Ada beberapa asumsi dasar dari teori konflik ini. Teori konflik merupakan antitesis dari teori struktural fungsional, dimana teori struktural fungsional sangat mengedepankan keteraturan dalam masyarakat. Teori konflik melihat pertikaian dan konflik dalam sistem sosial. Teori konflik melihat bahwa di dalam masyarakat tidak akan selamanya berada pada keteraturan. Buktinya dalam masyarakat manapun pasti pernah mengalami konflik-konflik atau ketegangan-ketegangan. Kemudian teori konflik juga melihat adanya dominasi, koersi, dan kekuasaan dalam masyarakat. Teori konflik juga membicarakan mengenai otoritas yang berbeda-beda. Otoritas yang berbeda-beda ini menghasilkan superordinasi dan subordinasi. Perbedaan antara superordinasi dan subordinasi dapat menimbulkan konflik karena adanya perbedaan kepentingan.
Teori konflik juga mengatakan bahwa konflik itu perlu agar terciptanya perubahan sosial. Ketika struktural fungsional mengatakan bahwa perubahan sosial dalam masyarakat itu selalu terjadi pada titik ekulibrium, teori konflik melihat perubahan sosial disebabkan karena adanya konflik-konflik kepentingan. Namun pada suatu titik tertentu, masyarakat mampu mencapai sebuah kesepakatan bersama. Di dalam konflik, selalu ada negosiasi-negosiasi yang dilakukan sehingga terciptalah suatu konsensus.
Menurut teori konflik, masyarakat disatukan dengan “paksaan”. Maksudnya, keteraturan yang terjadi di masyarakat sebenarnya karena adanya paksaan (koersi). Oleh karena itu, teori konflik lekat hubungannya dengan dominasi, koersi, dan power. Terdapat dua tokoh sosiologi modern yang berorientasi serta menjadi dasar pemikiran pada teori konflik, yaitu Lewis A. Coser dan Ralf Dahrendorf.
Teori Konflik Menurut Lewis A. Coser
Sejarah Awal
Selama lebih dari dua puluh tahun Lewis A. Coser tetap terikat pada model sosiologi dengan tertumpu kepada struktur sosial. Pada saat yang sama dia menunjukkan bahwa model tersebut selalu mengabaikan studi tentang konflik sosial. Berbeda dengan beberapa ahli sosiologi yang menegaskan eksistensi dua perspektif yang berbeda (teori fungsionalis dan teori konflik), coser mengungkapkan komitmennya pada kemungkinan menyatukan kedua pendekatan tersebut.

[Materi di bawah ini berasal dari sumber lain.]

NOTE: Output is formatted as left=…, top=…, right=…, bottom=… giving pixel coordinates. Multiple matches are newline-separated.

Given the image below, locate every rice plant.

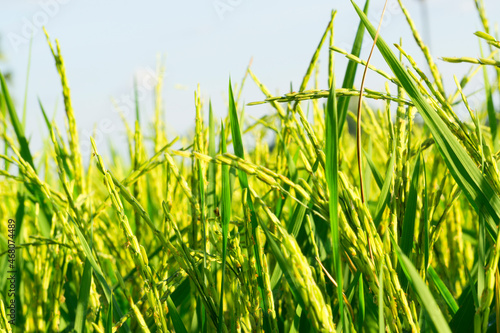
left=1, top=0, right=500, bottom=332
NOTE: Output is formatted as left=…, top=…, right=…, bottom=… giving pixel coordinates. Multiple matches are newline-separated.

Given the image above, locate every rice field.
left=1, top=0, right=500, bottom=332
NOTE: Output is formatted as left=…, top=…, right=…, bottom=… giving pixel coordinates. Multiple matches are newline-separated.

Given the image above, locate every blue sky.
left=1, top=0, right=499, bottom=157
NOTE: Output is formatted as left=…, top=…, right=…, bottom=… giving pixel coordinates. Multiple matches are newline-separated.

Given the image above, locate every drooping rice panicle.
left=90, top=138, right=169, bottom=331
left=441, top=56, right=500, bottom=68
left=2, top=2, right=500, bottom=332
left=44, top=29, right=84, bottom=194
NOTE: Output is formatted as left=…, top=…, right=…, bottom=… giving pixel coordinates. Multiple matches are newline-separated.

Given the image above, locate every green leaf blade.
left=351, top=0, right=500, bottom=239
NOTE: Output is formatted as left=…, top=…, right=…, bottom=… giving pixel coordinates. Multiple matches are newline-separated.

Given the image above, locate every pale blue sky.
left=0, top=0, right=499, bottom=157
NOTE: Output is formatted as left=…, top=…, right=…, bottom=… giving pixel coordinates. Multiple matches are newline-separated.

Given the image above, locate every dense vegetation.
left=1, top=0, right=500, bottom=332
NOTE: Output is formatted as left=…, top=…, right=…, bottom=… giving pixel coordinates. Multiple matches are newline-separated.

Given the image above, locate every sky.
left=0, top=0, right=499, bottom=159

Akan tetapi para ahli sosiologi kontemporer sering mengacuhkan analisis konflik sosial, mereka melihatnya konflik sebagai penyakit bagi kelompok sosial. Coser memilih untuk menunjukkan berbagai sumbangan konflik yang secara potensial positif yaitu membentuk serta mempertahankan struktur suatu kelompok tertentu. Coser mengembangkan perspektif konflik karya ahli sosiologi Jerman George Simmel.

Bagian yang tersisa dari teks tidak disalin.